Sundari wanted a yellow rose plant for her garden and finds out that David has one. She visits his house to request him and pranks him that the sunglasses which she wears make the wearing person to see only the body of the person and not their clothes. David is shocked by that and runs away from her view. David wants to get revenge on her by stealing the glasses and look at her without her clothes as she did to him. He manages to steal the sunglasses, but finds that Sundari played a prank on him. This further angers him and waits for a time for him to come. Sundari invites David for the Deepavali festival combined with her birthday party. David presents her a set of crackers which delights her. But Sundari gets injured when bursting crackers and David gets satisfied that his plan worked. Sundari understands about David and tells him that all her pranks were only meant to make people happy, not to hurt them and apologises to him if she had hurt him in any way and treats her injury as her birthday gift by David.

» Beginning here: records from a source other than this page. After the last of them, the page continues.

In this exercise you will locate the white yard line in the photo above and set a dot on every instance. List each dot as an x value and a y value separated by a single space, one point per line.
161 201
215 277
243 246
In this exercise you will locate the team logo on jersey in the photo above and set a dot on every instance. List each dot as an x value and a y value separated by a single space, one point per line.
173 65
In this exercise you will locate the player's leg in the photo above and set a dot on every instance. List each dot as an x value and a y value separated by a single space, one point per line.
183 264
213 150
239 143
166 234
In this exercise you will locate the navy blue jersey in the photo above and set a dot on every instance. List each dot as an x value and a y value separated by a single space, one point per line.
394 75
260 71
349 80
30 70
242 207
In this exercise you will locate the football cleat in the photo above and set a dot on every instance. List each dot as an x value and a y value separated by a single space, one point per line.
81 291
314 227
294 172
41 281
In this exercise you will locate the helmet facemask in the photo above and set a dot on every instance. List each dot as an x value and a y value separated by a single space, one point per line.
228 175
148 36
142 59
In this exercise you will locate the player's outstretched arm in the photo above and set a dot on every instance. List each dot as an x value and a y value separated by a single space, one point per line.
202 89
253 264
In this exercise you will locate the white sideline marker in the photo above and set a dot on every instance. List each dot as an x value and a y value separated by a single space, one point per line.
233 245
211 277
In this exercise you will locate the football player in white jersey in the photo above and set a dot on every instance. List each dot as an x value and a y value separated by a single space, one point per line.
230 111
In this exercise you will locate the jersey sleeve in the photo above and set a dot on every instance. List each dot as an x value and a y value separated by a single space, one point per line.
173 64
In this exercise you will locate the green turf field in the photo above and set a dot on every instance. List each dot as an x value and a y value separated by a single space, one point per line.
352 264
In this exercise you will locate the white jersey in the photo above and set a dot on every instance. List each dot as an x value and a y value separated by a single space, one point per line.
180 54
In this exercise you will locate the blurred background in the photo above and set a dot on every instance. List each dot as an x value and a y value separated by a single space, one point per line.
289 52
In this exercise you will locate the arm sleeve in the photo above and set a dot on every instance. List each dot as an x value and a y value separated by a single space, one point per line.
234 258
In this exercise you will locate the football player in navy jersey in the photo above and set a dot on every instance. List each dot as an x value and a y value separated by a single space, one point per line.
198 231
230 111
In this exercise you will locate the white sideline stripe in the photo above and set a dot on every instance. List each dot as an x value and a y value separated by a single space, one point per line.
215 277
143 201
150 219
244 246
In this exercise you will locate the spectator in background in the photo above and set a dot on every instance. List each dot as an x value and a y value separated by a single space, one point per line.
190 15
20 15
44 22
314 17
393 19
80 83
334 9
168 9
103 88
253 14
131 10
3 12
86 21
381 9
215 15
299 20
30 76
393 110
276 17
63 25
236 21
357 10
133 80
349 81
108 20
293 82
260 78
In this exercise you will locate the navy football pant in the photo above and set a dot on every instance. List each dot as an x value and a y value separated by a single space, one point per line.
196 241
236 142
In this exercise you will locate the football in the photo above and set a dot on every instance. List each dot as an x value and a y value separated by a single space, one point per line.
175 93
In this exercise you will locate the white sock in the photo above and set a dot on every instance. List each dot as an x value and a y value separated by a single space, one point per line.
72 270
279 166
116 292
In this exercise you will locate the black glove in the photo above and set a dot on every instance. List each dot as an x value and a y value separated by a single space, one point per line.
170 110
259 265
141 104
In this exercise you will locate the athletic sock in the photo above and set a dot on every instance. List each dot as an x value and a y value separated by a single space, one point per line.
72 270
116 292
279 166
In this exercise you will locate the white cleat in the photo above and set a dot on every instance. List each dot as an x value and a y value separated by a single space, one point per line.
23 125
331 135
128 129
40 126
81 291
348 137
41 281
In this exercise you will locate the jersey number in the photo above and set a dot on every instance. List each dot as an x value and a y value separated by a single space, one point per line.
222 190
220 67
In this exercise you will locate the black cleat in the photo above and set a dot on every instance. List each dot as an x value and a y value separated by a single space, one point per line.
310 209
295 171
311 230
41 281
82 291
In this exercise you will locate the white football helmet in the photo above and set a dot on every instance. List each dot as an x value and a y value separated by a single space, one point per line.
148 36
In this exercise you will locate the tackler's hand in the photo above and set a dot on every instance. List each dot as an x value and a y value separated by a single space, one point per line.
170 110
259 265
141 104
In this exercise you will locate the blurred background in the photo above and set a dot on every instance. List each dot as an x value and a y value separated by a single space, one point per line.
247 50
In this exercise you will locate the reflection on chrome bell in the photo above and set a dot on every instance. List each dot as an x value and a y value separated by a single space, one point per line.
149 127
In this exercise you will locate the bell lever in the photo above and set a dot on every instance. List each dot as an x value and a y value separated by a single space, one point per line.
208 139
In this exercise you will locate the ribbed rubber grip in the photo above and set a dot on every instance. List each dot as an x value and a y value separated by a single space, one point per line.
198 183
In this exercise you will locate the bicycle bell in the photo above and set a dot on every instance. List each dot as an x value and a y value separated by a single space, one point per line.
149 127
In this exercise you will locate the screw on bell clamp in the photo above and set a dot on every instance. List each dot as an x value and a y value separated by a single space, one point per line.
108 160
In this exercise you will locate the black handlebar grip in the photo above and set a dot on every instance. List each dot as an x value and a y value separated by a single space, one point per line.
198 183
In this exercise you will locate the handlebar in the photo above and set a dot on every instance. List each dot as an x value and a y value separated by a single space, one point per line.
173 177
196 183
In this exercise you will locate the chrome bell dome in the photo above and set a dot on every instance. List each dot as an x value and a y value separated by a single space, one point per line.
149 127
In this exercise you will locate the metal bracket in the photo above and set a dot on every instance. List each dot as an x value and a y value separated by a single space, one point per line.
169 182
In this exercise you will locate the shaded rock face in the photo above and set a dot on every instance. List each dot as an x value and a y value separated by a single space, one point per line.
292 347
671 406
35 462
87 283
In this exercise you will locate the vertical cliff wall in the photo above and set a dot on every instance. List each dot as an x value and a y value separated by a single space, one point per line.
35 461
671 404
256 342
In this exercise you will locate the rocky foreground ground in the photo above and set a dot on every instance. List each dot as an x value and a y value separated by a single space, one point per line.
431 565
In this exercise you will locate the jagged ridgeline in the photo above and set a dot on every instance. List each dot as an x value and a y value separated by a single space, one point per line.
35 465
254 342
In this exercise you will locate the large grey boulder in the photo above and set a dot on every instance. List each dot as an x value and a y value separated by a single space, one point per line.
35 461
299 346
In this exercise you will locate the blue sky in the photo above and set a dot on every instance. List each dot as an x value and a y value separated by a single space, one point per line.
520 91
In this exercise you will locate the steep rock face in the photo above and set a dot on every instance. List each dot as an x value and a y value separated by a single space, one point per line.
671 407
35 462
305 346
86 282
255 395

David's friend Alex visits his home and recognises Sundari who is the friend of his sister. He immediately rushes to inform her father about her whereabouts. When David asks for the reason, he informs him that Sundari is counting her last days. Sundari met with an accident a few days ago. She was treated and discharged from the hospital; however, she was diagnosed with brain disorder which requires a major operation for survival, which does not guarantee to save her life. Sundari does not want to lose her life without enjoying it and she cannot tolerate the pain of her family and hence she came away uninformed. David feels very bad for behaving rudely with Sundari and he apologises to her for his acts.

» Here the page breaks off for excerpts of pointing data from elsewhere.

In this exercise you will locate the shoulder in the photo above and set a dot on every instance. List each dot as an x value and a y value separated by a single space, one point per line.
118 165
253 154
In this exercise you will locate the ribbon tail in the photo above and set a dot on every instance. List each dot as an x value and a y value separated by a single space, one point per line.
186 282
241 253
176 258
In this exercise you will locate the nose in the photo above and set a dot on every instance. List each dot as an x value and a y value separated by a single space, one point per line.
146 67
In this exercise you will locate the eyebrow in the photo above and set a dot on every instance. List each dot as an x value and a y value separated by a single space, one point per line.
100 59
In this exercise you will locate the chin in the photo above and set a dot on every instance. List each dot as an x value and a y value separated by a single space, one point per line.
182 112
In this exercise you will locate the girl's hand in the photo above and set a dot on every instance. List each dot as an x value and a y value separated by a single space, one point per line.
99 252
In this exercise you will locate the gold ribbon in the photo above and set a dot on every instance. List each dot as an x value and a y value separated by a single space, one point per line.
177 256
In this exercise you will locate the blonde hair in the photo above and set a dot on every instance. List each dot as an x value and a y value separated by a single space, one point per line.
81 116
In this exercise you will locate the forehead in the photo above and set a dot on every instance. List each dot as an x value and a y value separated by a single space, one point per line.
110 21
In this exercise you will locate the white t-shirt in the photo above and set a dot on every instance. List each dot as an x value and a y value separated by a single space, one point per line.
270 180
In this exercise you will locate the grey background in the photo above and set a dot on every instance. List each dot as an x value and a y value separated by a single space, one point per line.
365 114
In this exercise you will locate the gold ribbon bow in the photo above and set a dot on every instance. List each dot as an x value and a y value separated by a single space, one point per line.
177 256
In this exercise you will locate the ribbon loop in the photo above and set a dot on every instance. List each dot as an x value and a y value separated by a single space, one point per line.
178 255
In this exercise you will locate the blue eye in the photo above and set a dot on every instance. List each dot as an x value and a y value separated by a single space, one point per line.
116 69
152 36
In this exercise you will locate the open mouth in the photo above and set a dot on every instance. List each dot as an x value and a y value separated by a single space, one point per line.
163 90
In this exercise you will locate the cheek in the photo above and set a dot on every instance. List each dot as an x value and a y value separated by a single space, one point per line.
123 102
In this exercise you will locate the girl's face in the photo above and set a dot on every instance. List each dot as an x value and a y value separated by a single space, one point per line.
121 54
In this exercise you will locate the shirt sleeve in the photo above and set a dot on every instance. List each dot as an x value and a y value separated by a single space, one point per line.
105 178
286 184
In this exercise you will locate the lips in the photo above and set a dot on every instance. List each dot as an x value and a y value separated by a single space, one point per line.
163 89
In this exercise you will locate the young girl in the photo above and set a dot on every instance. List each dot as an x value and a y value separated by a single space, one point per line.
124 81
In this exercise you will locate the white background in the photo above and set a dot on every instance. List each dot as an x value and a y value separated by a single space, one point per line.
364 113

Sundari's father Sundaram visits Poongavanthamma's house to pick up his daughter, but Poongavanthamma neither allows him to come inside nor to explain why he had come. Sundaram seeks the help of the town's Church priest and headmaster of the town's school to allow him to take his daughter with him. Sundari gets promises from everyone including her father that her grandmother should not know about her condition. Poongavanthamma and Sundari get into a quarrel one night and Sundari is compelled to tell the truth about her health. Poongavanthamma visits the church that night and expresses that she has no objection to take Sundari for operation and she would make her sleep as Sundari would not go with them while she is awake. Sundari is transported in an ambulance for the operation. All others except David leave the place and David sees Poongavanthamma fixing the doorbell again, hoping that it would again be rung by her granddaughter Sundari.

== Production ==
Poove Poochooda Vaa is a remake of the Malayalam film Nokkethadhoorathu Kannum Nattu. That film's director Fazil and lead actresses Padmini and Nadhiya reprised their roles from the Malayalam version, with Nadhiya making her Tamil debut.

== Soundtrack ==
The soundtrack was composed by Ilaiyaraaja, with lyrics by Vairamuthu.

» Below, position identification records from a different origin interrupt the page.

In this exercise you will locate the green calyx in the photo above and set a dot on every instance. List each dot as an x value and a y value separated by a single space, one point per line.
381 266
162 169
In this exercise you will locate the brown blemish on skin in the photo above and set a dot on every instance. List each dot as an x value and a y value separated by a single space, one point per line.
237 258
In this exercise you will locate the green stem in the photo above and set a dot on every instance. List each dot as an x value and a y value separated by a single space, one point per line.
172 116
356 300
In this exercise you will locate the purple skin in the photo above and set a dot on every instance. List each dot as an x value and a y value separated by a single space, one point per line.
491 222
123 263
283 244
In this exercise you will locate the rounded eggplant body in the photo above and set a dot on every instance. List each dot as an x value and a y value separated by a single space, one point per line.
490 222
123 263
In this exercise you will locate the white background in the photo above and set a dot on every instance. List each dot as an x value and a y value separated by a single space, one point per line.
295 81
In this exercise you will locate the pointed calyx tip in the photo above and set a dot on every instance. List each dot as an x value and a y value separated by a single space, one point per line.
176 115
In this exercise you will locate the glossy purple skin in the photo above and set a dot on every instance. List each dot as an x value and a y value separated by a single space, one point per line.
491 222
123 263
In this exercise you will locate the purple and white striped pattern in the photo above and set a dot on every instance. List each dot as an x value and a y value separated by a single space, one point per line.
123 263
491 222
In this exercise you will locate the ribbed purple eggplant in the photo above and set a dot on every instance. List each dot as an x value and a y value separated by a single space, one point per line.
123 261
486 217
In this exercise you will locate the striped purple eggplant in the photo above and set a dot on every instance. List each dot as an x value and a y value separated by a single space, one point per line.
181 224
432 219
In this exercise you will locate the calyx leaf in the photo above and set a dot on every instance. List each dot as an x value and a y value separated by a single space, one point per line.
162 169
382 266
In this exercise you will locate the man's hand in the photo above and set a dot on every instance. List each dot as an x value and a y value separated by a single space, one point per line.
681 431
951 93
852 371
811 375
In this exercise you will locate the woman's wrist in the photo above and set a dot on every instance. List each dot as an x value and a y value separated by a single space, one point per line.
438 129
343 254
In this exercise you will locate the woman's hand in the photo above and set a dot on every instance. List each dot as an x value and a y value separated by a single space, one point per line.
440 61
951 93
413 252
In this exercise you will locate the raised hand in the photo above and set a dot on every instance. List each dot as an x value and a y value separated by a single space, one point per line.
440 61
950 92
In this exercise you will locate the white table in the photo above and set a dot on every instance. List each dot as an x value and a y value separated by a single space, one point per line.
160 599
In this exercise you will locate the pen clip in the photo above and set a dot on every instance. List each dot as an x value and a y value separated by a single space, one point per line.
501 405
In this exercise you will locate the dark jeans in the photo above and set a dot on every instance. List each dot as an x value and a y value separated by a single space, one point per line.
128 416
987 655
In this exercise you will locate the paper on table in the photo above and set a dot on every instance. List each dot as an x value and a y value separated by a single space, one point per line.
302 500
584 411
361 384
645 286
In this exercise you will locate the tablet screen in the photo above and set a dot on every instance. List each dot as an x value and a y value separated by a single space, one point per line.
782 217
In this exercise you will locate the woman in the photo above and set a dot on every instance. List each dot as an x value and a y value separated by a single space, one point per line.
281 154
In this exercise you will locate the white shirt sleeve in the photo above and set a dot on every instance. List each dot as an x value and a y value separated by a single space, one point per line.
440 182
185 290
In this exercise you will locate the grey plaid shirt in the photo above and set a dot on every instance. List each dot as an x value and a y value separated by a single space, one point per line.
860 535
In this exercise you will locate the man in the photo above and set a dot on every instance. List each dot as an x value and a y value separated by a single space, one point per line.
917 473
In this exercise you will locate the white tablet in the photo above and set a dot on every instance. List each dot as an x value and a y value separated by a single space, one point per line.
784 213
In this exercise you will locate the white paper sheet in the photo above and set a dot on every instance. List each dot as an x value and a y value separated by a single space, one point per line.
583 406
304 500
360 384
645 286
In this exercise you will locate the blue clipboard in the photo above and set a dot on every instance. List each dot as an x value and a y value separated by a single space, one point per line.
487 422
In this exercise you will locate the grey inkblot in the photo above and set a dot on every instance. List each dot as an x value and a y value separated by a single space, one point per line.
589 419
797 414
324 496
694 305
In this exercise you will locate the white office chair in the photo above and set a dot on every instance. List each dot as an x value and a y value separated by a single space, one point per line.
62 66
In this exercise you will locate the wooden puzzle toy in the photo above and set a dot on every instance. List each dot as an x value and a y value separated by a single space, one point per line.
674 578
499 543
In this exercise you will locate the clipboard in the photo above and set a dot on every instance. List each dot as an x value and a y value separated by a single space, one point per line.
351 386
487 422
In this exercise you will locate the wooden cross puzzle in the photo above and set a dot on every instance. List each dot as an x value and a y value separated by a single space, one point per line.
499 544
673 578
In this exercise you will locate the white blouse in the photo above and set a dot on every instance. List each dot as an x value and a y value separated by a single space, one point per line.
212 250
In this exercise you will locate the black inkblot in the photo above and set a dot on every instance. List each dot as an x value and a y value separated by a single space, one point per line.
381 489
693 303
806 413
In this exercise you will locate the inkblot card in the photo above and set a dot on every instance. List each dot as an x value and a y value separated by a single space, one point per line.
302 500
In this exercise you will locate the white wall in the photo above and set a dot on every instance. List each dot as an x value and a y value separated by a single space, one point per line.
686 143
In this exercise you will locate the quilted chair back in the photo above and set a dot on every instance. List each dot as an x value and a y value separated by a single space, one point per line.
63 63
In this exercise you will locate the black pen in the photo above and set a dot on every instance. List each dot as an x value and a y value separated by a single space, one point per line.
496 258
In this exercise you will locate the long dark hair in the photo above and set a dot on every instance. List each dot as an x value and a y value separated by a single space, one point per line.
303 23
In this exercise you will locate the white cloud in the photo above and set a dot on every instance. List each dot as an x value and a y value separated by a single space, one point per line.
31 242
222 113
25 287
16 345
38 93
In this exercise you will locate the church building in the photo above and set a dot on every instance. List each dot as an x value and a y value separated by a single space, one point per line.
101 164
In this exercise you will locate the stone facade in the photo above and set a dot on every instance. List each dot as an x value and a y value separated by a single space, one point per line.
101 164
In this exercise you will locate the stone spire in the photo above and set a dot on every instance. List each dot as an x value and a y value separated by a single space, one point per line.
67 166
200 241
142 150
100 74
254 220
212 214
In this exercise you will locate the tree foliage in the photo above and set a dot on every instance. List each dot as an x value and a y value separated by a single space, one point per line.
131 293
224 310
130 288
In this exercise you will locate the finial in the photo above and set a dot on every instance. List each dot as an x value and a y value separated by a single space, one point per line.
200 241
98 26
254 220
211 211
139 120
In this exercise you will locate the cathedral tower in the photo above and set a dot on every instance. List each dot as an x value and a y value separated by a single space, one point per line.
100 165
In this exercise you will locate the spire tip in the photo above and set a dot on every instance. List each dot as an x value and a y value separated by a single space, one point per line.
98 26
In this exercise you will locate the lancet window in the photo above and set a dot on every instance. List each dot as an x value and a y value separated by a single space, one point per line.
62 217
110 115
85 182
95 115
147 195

| Track | Singer | Duration |
|---|---|---|
| "Chinna Kuyil Paadum Pattu" | K. S. Chithra | 4:20 |
| "Pattasu Chuttu" | K. S. Chithra | 4:51 |
| "Poovae Poochudava" – (Female) | K. S. Chithra | 4:31 |
| "Poovae Poochudava" – (Male) | K. J. Yesudas | 4:32 |

== Critical reception ==
On 6 October 1985, the review board of Ananda Vikatan rated the film 55 out of 100. Jayamanmadhan of Kalki praised the performances of Nadhiya, Padmini, the cinematography and music. Balumani of Anna praised acting, music and direction.